Fennec Pharmaceuticals announced a new investigator-sponsored study for PEDMARK® to evaluate its use in AYA and adult patients with head and neck and testicular cancers, aiming to expand the drug's market and clinical evidence.

check_boxKey Events

• New Investigator-Sponsored Study Initiated

  The University of Arizona Cancer Center has initiated a Phase I/II open-label trial to evaluate PEDMARK® (sodium thiosulfate injection) as an otoprotectant in adolescent and young adult (AYA) and adult patients with head and neck and testicular cancers receiving cisplatin chemotherapy.

• Expansion of PEDMARK®'s Potential Use

  This study aims to build real-world evidence and expand the understanding of PEDMARK®'s benefits beyond its current FDA-approved indication for pediatric patients, potentially supporting broader clinical adoption and future label expansion for AYA and adult cancer patients.

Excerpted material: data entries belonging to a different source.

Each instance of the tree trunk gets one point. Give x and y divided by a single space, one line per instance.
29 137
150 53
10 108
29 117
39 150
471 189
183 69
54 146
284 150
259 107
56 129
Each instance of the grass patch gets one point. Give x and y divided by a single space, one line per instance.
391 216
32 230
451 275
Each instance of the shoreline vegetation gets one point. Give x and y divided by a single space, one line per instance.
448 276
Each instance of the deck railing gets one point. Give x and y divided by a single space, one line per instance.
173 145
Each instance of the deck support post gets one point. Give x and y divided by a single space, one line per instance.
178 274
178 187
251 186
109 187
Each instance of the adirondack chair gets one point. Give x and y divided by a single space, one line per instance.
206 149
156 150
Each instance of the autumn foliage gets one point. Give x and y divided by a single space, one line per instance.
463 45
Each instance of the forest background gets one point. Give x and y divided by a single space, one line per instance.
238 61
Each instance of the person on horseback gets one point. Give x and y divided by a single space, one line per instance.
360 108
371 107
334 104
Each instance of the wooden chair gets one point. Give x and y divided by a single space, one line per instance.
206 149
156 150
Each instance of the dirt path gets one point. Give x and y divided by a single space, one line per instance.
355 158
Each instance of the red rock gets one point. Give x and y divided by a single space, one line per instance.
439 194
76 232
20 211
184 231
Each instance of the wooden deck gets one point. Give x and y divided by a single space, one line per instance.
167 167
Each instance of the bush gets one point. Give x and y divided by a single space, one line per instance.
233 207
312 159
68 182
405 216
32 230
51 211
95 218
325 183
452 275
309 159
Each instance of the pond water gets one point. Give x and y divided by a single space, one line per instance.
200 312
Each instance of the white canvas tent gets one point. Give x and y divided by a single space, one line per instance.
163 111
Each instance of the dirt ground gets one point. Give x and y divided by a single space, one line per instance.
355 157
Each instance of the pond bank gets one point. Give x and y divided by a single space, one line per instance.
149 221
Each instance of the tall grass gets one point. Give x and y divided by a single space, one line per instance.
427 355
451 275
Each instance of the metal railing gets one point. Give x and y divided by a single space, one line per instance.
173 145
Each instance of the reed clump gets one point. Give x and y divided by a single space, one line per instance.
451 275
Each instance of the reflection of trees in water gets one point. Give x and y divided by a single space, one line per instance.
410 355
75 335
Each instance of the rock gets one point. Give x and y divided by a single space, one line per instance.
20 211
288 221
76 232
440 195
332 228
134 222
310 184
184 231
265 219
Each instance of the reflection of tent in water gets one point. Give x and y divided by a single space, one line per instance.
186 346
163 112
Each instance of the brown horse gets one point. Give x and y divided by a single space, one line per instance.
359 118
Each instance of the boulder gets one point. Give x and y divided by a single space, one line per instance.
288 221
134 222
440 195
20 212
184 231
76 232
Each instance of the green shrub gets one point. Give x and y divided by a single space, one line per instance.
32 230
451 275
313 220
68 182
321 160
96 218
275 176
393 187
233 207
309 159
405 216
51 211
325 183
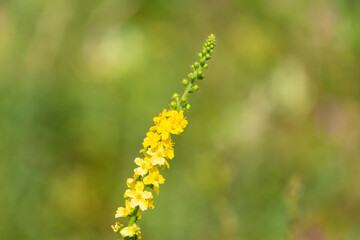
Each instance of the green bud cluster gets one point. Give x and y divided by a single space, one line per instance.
181 103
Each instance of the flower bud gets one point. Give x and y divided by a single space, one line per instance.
175 96
173 104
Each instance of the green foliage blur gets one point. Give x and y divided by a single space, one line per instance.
271 151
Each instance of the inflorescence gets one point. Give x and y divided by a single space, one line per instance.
157 151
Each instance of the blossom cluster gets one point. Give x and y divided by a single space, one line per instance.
157 150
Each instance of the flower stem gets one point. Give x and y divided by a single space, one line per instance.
133 218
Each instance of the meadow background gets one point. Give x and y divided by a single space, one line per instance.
272 147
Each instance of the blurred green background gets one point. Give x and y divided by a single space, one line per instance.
272 147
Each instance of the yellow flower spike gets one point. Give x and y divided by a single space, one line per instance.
124 211
151 139
158 150
138 196
130 182
116 227
128 231
154 178
144 166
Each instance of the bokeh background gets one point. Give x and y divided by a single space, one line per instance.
272 147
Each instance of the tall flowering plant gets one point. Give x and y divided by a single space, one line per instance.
158 150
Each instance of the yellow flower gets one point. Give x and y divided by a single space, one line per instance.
170 122
128 231
155 179
157 156
130 182
152 139
144 166
138 196
124 211
117 227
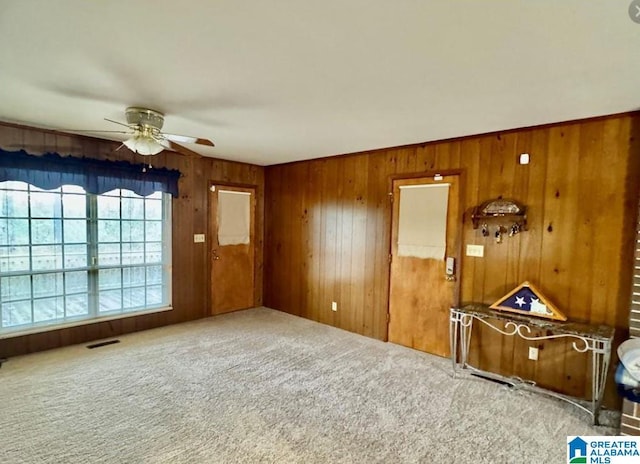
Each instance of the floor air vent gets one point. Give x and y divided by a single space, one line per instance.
101 344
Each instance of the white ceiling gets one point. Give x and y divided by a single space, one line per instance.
283 80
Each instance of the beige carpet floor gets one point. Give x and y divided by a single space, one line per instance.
260 386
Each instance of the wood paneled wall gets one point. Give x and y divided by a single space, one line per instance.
190 260
328 222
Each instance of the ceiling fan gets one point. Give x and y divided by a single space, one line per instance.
146 136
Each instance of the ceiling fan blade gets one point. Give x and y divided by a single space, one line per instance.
117 122
187 139
182 150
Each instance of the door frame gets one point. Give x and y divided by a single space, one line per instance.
459 238
257 239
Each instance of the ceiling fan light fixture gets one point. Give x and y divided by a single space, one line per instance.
143 145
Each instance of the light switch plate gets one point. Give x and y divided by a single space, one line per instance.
475 250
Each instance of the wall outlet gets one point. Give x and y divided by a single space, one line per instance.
475 250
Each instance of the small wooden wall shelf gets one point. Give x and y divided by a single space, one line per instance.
499 208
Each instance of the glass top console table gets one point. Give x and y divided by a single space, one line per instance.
585 338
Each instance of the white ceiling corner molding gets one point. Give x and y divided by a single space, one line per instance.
280 83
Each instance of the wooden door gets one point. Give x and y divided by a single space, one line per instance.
232 247
421 292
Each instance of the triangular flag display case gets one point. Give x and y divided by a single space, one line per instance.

• Ongoing Research Efforts

  This new study follows the initiation of two other institution-led clinical studies announced in March 2026 and December 2025, demonstrating Fennec's commitment to supporting independent research for PEDMARK®.

auto_awesomeAnalysis

Fennec Pharmaceuticals announced the initiation of a new investigator-sponsored study for its drug, PEDMARK®, at the University of Arizona Cancer Center. This study will evaluate PEDMARK® in adolescent and young adult (AYA) and adult patients with head and neck and testicular cancers receiving cisplatin. This is a positive development as it expands the clinical evidence and potential market for PEDMARK® beyond its current pediatric indication, aligning with the company's strategy to support broader clinical adoption and potential label expansion. The company has recently announced other similar institution-led studies, indicating a concerted effort to build real-world data for its key product.